Setelah induksi maka dilakukan pengaturan posisi pembedahan dimana kepala
dielevasikan sebanyak 15-30o untuk memfasilitasi drainase CSS. Kepala juga
dimiringkan ke salah satu sisi untuk keperluan pembedahan kraniotomi. Sebelum dan
setelah positioning, ET diperiksa dan diamankan. Dan sirkuit pernapasan dipastikan
terpasang dengan baik.
Setelah prosedur selesai, gas anestesi sevofluran diturunkan perlahan agar pasien
mudah dibangunkan. Setelah itu lakukan bagging untuk memancing pasien agar dapat
bernafas normal. Jika pasien sudah dapat bernapas normal dilakukan ekstubasi lalu
disungkup hingga pasien sadar dan dapat membuka mata.
16
BAB V
KESIMPULAN
Pada operasi kraniotomi, teknik anestesi yang dipilih seharusnya dapat
mengendalikan tekanan intrakranial dalam tingkat yang normal.
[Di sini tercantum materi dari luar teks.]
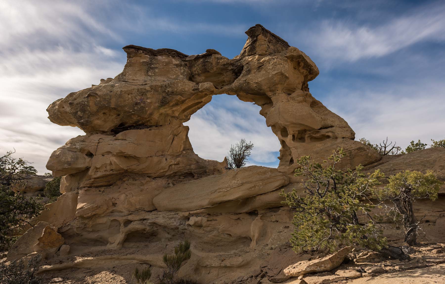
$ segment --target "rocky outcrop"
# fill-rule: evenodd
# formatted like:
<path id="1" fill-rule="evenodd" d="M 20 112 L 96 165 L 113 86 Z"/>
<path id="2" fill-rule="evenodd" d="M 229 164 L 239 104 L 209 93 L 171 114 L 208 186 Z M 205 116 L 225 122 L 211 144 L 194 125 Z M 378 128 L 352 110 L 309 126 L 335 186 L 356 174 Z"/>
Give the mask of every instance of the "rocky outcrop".
<path id="1" fill-rule="evenodd" d="M 162 255 L 187 239 L 191 256 L 179 270 L 180 277 L 203 284 L 286 281 L 291 274 L 285 274 L 285 268 L 320 260 L 289 247 L 293 213 L 282 206 L 279 193 L 294 188 L 302 192 L 293 176 L 298 158 L 311 155 L 324 160 L 341 147 L 347 155 L 343 167 L 361 164 L 370 170 L 381 166 L 392 171 L 413 163 L 420 169 L 434 164 L 443 171 L 435 162 L 441 150 L 426 152 L 421 163 L 411 157 L 417 153 L 381 159 L 355 141 L 347 123 L 309 92 L 308 82 L 319 71 L 304 52 L 260 25 L 246 33 L 246 44 L 232 59 L 214 49 L 188 56 L 128 45 L 121 73 L 49 107 L 52 121 L 78 127 L 86 135 L 51 155 L 47 167 L 63 176 L 63 194 L 39 217 L 57 229 L 54 232 L 65 243 L 58 257 L 69 253 L 76 260 L 47 264 L 42 271 L 143 263 L 151 266 L 154 275 L 164 268 Z M 226 161 L 206 160 L 194 153 L 183 123 L 213 96 L 224 93 L 261 107 L 260 114 L 281 144 L 278 168 L 229 170 Z M 399 159 L 405 160 L 399 163 Z M 416 206 L 430 210 L 427 204 Z M 443 238 L 437 225 L 442 224 L 442 212 L 437 209 L 432 218 L 436 235 Z M 40 237 L 43 231 L 39 232 Z M 17 244 L 28 245 L 26 235 Z M 54 241 L 45 246 L 53 251 L 62 239 L 51 236 L 48 239 Z M 34 251 L 20 249 L 15 246 L 16 251 L 8 256 Z M 323 269 L 342 260 L 330 258 Z M 309 264 L 294 274 L 324 271 Z M 348 277 L 324 276 L 325 281 Z"/>
<path id="2" fill-rule="evenodd" d="M 53 178 L 52 176 L 28 175 L 24 177 L 23 183 L 16 185 L 13 189 L 28 196 L 37 196 L 39 194 L 43 195 L 46 184 Z"/>
<path id="3" fill-rule="evenodd" d="M 352 247 L 346 247 L 322 258 L 300 261 L 287 267 L 284 270 L 284 274 L 289 276 L 299 276 L 313 272 L 332 270 L 341 264 L 352 249 Z"/>

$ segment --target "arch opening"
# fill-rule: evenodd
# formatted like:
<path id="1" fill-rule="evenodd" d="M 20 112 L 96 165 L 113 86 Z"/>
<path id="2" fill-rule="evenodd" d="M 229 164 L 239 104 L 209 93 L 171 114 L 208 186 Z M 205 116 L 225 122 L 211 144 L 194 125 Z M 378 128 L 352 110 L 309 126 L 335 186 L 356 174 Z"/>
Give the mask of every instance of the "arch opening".
<path id="1" fill-rule="evenodd" d="M 256 104 L 222 94 L 213 96 L 183 124 L 189 126 L 189 139 L 201 158 L 222 161 L 231 145 L 244 138 L 254 145 L 246 166 L 277 168 L 280 142 L 260 111 Z"/>

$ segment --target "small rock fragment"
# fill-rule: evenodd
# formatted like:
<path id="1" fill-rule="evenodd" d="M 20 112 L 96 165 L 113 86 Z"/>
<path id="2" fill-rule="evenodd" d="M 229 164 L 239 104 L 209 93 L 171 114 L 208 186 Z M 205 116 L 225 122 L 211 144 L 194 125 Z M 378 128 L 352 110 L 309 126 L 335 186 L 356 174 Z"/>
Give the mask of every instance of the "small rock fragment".
<path id="1" fill-rule="evenodd" d="M 344 276 L 351 279 L 360 278 L 362 276 L 361 272 L 358 272 L 353 269 L 339 269 L 336 272 L 335 274 L 339 276 Z"/>
<path id="2" fill-rule="evenodd" d="M 341 264 L 352 249 L 352 246 L 346 247 L 324 257 L 300 261 L 287 267 L 283 271 L 284 274 L 288 276 L 299 276 L 312 272 L 332 270 Z"/>
<path id="3" fill-rule="evenodd" d="M 368 273 L 378 273 L 386 271 L 381 266 L 368 266 L 364 269 L 364 271 Z"/>
<path id="4" fill-rule="evenodd" d="M 68 244 L 63 244 L 62 246 L 60 247 L 60 249 L 59 250 L 59 253 L 61 256 L 67 256 L 69 254 L 69 251 L 71 249 L 71 247 L 70 247 Z"/>

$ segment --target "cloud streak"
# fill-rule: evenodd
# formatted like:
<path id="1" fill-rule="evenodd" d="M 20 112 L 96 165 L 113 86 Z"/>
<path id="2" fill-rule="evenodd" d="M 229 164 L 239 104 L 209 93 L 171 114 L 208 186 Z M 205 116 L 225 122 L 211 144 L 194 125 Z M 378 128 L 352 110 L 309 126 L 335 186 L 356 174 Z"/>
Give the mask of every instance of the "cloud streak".
<path id="1" fill-rule="evenodd" d="M 305 33 L 305 37 L 324 58 L 355 61 L 385 56 L 421 41 L 445 40 L 444 14 L 445 5 L 435 3 L 382 24 L 373 23 L 375 26 L 324 20 Z"/>

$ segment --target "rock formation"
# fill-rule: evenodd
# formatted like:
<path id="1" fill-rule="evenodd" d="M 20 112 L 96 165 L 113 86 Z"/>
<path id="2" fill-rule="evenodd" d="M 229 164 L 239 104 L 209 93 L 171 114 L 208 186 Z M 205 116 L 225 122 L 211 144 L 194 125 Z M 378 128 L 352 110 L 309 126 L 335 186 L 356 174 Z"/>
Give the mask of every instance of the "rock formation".
<path id="1" fill-rule="evenodd" d="M 294 161 L 308 154 L 324 159 L 341 147 L 348 154 L 344 167 L 407 166 L 405 160 L 397 163 L 403 156 L 382 160 L 355 141 L 347 122 L 312 96 L 308 82 L 319 71 L 306 54 L 260 25 L 246 34 L 246 44 L 233 59 L 214 49 L 188 56 L 128 45 L 121 74 L 49 107 L 52 121 L 86 135 L 51 155 L 47 168 L 63 176 L 63 194 L 39 220 L 57 228 L 69 246 L 61 256 L 92 256 L 45 271 L 142 262 L 155 274 L 162 255 L 187 238 L 192 257 L 180 276 L 203 284 L 240 277 L 242 282 L 261 268 L 258 275 L 284 281 L 290 276 L 283 269 L 311 256 L 290 249 L 292 212 L 281 206 L 278 195 L 298 188 Z M 182 124 L 220 94 L 261 107 L 281 145 L 278 169 L 228 170 L 225 161 L 194 152 Z M 445 154 L 445 149 L 434 151 L 425 164 Z M 443 173 L 443 164 L 436 168 Z M 435 220 L 443 222 L 443 211 L 435 212 Z M 443 229 L 437 232 L 443 239 Z"/>

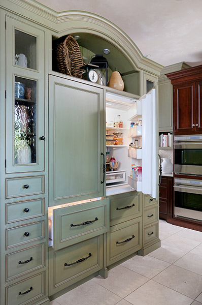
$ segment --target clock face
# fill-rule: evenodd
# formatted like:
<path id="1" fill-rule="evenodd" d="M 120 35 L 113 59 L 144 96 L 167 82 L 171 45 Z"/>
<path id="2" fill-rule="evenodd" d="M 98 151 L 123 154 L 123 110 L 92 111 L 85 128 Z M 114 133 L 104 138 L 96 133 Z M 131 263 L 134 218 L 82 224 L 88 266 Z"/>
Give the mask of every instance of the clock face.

Teknik anestesi disertai
dengan pengaturan posisi agar kepala dielevasikan 15-30o.Metode anestesi yang dipilih
adalah anestesi umum dengan intubasi trakea. Tujuan dari teknik ini adalah memberikan
induksi anestesi dan mengintubasi trakea tanpa meningkatkan TIK. Teknik induksi yang
digunakan adalah dengan propofol yang disertai hiperventilasi untuk menurunkan TIK
dan menumpulkan efek merugikan pada laringoskopi dan intubasi. Pasien ini menerima
ventilasi terkontrol setelah propofol diinjeksikan. Penghambat neuromuskular
(attracurium) diberikan untuk memfasilitasi ventilasi dan mencegah ejanan atau batuk,
dimana keduanya dapat secara tiba-tiba meningkatkan TIK. Lalu diberikan inhalasi gas
anestesi untuk mempertahankan prosedur anestesi selama operasi kraniotomi
berlangsung. Selama prosedur anestesi, dilakukan monitoring pada tekanan intrakranial,
tekanan darah, serta repirasi. Setelah prosedur selesai, gas anestesi sevofluran
diturunkan perlahan agar pasien mudah dibangunkan. Setelah itu lakukan bagging untuk
memancing pasien agar dapat bernafas normal. Jika pasien sudah dapat bernapas normal
dilakukan ekstubasi lalu disungkup hingga pasien sadar dan dapat membuka mata.